Pero calló. Los dos sabían que el clero podría provocar una revolución.

—¡Por Osiris! Te daré riquezas. Siempre te las doy. Os lo he dado siempre todo.

—Eso no es estrictamente cierto.

—No. No lo es. Me pedisteis a uno de mis hijos, y ahora vuelves a insistir.

Jamás te daré mi sangre. ¿Qué clase de dios sería si dejase que me controlase un rapado?

—Nunca hablamos de control.

—¡No seas estúpido! Insultas mi inteligencia, así que habla claro.

—Igual que vuestra devota hija participa en el culto a la bendita Isis, no vemos por qué no podéis entregar una mísera parte del tiempo de uno de vuestros hijos al culto a Ra. Kanefer es tan devoto como buen faraón será en su día.

—Lo que me faltaba. Permitir que influyerais en mi heredero.

—Pues dejadnos a Keops. Sabemos que tiene un carácter cruel y vengativo. Nosotros le inculcaríamos ese cariño y devoción que vos merecéis.

—Ya sé lo que le inculcaríais. Es más, ya lo habéis hecho. Corrupción en el alma, como a mi medio hermano Rahotep. Prefiero que sea él mismo. No insistas. Tendrás tu fortuna.

—La que le quitáis a los nobles para darnos a nosotros.

—Sois lo mismo. Me parece justo. Y no os importa de dónde venga.

—Luego reconocéis que vuestro trato no es justo.

—¡No juegues con mis palabras, o tu dios te verá sin nariz esta noche!

—Está bien. Aceptaremos vuestra… contribución al culto.

—El pago al chantaje, más bien.

El sumo sacerdote asintió. El pacto estaba sellado —uno más—, pensó el faraón, que no dejó de intentarlo de nuevo.

—En cuanto a los papiros…

El quejido del sacerdote sonó en falsete.

—¡No podéis negarme la posibilidad de que no tenga esos papiros! No podríamos dejar de usarlos. Incluso con el viejo Rahotep.

—¡Pero si acabas de pedirme a mi hijo a cambio!

—No es así. Os he pedido que vuestro hijo se forme en el culto.

—Sería la última vez que le viera.

—Lamento que tengáis tan poca confianza en nosotros.

—Déjate de tonterías. Hablemos del cuerpo de Rahotep.

—Está enterrado como merece.

—Dejadme verlo. Quiero rendirle honores.
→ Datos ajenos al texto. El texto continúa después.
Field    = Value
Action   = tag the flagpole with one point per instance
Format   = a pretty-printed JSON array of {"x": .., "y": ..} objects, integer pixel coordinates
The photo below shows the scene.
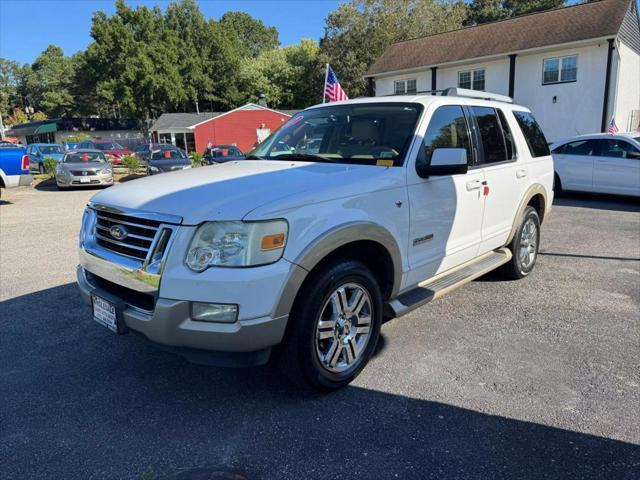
[{"x": 324, "y": 88}]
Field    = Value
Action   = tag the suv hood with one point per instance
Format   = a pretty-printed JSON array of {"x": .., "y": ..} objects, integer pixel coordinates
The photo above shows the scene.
[{"x": 230, "y": 191}]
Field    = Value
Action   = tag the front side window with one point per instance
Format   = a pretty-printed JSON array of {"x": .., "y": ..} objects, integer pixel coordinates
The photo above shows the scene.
[
  {"x": 472, "y": 79},
  {"x": 358, "y": 134},
  {"x": 405, "y": 87},
  {"x": 537, "y": 143},
  {"x": 494, "y": 145},
  {"x": 559, "y": 70},
  {"x": 84, "y": 157},
  {"x": 447, "y": 129}
]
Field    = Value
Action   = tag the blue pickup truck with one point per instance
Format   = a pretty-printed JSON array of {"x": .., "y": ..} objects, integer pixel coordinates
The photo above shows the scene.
[{"x": 14, "y": 167}]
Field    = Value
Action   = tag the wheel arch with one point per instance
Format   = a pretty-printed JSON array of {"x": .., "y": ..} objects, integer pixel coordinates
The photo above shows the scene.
[
  {"x": 367, "y": 242},
  {"x": 536, "y": 197}
]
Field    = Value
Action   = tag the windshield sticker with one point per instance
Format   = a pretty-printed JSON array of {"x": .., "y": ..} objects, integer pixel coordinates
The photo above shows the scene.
[{"x": 384, "y": 163}]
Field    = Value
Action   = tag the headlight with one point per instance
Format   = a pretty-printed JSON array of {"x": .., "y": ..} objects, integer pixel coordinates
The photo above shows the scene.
[{"x": 236, "y": 244}]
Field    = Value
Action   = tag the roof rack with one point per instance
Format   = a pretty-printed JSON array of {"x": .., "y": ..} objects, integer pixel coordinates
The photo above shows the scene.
[{"x": 461, "y": 92}]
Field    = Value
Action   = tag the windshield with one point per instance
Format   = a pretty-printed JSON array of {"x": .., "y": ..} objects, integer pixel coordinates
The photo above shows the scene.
[
  {"x": 47, "y": 150},
  {"x": 108, "y": 146},
  {"x": 368, "y": 134},
  {"x": 221, "y": 152},
  {"x": 84, "y": 157},
  {"x": 168, "y": 154}
]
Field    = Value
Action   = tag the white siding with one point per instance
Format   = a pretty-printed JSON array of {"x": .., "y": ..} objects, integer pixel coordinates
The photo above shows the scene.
[
  {"x": 627, "y": 96},
  {"x": 578, "y": 107},
  {"x": 496, "y": 75}
]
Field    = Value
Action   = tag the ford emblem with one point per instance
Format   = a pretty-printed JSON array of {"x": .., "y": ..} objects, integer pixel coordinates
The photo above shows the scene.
[{"x": 119, "y": 232}]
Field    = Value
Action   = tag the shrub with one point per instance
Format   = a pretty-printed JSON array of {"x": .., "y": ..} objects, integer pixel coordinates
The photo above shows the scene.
[
  {"x": 197, "y": 160},
  {"x": 50, "y": 165},
  {"x": 131, "y": 163}
]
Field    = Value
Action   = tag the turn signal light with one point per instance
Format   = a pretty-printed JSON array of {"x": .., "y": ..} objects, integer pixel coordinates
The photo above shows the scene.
[{"x": 271, "y": 242}]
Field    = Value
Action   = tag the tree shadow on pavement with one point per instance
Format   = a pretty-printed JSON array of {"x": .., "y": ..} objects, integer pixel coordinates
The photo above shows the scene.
[
  {"x": 79, "y": 402},
  {"x": 598, "y": 201}
]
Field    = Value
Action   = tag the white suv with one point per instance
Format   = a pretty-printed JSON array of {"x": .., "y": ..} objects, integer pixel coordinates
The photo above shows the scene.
[{"x": 350, "y": 213}]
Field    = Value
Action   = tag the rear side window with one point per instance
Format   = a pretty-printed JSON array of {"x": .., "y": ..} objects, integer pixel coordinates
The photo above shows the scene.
[
  {"x": 616, "y": 148},
  {"x": 579, "y": 147},
  {"x": 447, "y": 129},
  {"x": 494, "y": 143},
  {"x": 532, "y": 134}
]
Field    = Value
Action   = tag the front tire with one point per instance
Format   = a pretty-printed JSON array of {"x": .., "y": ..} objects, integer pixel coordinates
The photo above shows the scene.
[
  {"x": 524, "y": 247},
  {"x": 333, "y": 328}
]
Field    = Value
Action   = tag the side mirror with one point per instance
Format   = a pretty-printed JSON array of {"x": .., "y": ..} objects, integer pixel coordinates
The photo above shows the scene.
[{"x": 445, "y": 161}]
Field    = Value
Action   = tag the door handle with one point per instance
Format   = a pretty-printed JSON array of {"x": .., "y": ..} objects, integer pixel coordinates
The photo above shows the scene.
[{"x": 474, "y": 185}]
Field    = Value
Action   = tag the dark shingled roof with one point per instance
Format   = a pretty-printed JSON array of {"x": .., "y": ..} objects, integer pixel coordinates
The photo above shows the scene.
[{"x": 563, "y": 25}]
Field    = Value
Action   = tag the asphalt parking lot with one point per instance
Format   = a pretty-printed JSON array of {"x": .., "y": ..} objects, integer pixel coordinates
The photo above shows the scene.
[{"x": 538, "y": 378}]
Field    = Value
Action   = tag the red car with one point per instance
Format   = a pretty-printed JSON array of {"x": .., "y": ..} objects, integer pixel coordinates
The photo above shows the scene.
[{"x": 112, "y": 150}]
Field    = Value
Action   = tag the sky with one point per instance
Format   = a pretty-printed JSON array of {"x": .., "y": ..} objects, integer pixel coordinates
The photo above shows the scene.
[{"x": 27, "y": 27}]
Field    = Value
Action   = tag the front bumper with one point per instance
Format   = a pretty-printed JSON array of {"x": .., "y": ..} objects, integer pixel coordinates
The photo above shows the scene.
[
  {"x": 76, "y": 181},
  {"x": 169, "y": 324}
]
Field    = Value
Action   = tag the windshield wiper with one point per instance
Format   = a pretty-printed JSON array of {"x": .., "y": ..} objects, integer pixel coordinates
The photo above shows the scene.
[{"x": 303, "y": 156}]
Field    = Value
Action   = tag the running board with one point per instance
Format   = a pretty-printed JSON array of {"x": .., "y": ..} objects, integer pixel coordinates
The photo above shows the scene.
[{"x": 446, "y": 282}]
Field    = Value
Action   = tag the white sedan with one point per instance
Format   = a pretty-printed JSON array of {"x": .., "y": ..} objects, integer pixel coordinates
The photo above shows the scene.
[{"x": 601, "y": 163}]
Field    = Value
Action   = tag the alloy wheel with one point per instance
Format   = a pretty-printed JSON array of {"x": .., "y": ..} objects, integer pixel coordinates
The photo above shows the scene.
[{"x": 343, "y": 329}]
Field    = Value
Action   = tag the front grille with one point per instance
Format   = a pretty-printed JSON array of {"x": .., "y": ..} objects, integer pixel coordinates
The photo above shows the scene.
[
  {"x": 141, "y": 232},
  {"x": 140, "y": 300}
]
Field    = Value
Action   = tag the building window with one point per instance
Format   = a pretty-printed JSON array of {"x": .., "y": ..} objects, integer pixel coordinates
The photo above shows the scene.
[
  {"x": 405, "y": 87},
  {"x": 559, "y": 70},
  {"x": 471, "y": 79}
]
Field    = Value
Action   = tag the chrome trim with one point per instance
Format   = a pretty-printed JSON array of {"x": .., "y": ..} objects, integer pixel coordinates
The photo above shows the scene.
[
  {"x": 122, "y": 222},
  {"x": 132, "y": 235},
  {"x": 158, "y": 217},
  {"x": 142, "y": 275},
  {"x": 115, "y": 242}
]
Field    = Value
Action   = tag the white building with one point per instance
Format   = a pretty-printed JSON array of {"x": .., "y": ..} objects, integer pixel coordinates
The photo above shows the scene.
[{"x": 574, "y": 67}]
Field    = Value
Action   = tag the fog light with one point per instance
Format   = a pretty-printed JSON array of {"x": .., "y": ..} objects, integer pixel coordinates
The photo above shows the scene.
[{"x": 214, "y": 312}]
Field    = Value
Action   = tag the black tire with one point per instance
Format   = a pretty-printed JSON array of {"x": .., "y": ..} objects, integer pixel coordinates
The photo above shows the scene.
[
  {"x": 518, "y": 267},
  {"x": 557, "y": 184},
  {"x": 298, "y": 356}
]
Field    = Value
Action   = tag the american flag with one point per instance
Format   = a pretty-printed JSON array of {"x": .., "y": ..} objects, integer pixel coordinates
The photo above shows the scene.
[{"x": 332, "y": 89}]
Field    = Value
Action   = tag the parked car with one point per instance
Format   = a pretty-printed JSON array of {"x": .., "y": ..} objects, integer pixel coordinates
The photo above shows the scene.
[
  {"x": 167, "y": 158},
  {"x": 143, "y": 152},
  {"x": 14, "y": 167},
  {"x": 113, "y": 151},
  {"x": 600, "y": 163},
  {"x": 222, "y": 154},
  {"x": 84, "y": 168},
  {"x": 408, "y": 198},
  {"x": 39, "y": 151}
]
Mis hijos merecen verle. Son ajenos a nuestra disputa.

—Es imposible.

—Porque está vivo.

—Porque está enterrado junto a otros padres del culto a Ra.

—Hasta los sumos sacerdotes muertos deben ser honrados —ironizó.

—No es lo mismo. Un sumo sacerdote es un mero portavoz ante el pueblo y el faraón. Los padres del culto a Ra son los que gobiernan en la sombra y no pueden darse a conocer, por el bien de la permanencia del propio culto.

—Los nobles.

—No necesariamente.

—No me hagas reír.

El sacerdote sacudió la cabeza, hastiado.

—No puedo deciros más. El buen Rahotep ha muerto. Le estamos construyendo una mastaba digna de él, donde descanse junto con su mujer, Nofret, y hemos encargado una estatua al mejor escultor de Menfis, en posición de sentado, con su esposa. Y en cuanto a los papiros… No los tenemos. Repito que no podéis negar que hayan desaparecido con él.

Snefru le señaló con su dedo.

—Por esa posibilidad sigues vivo. Ahora vete.

A medio camino, el sumo sacerdote se volvió.

—¿Queréis que os traiga un antiácido?

—Si te atreves, trae un veneno y lo tomamos los dos.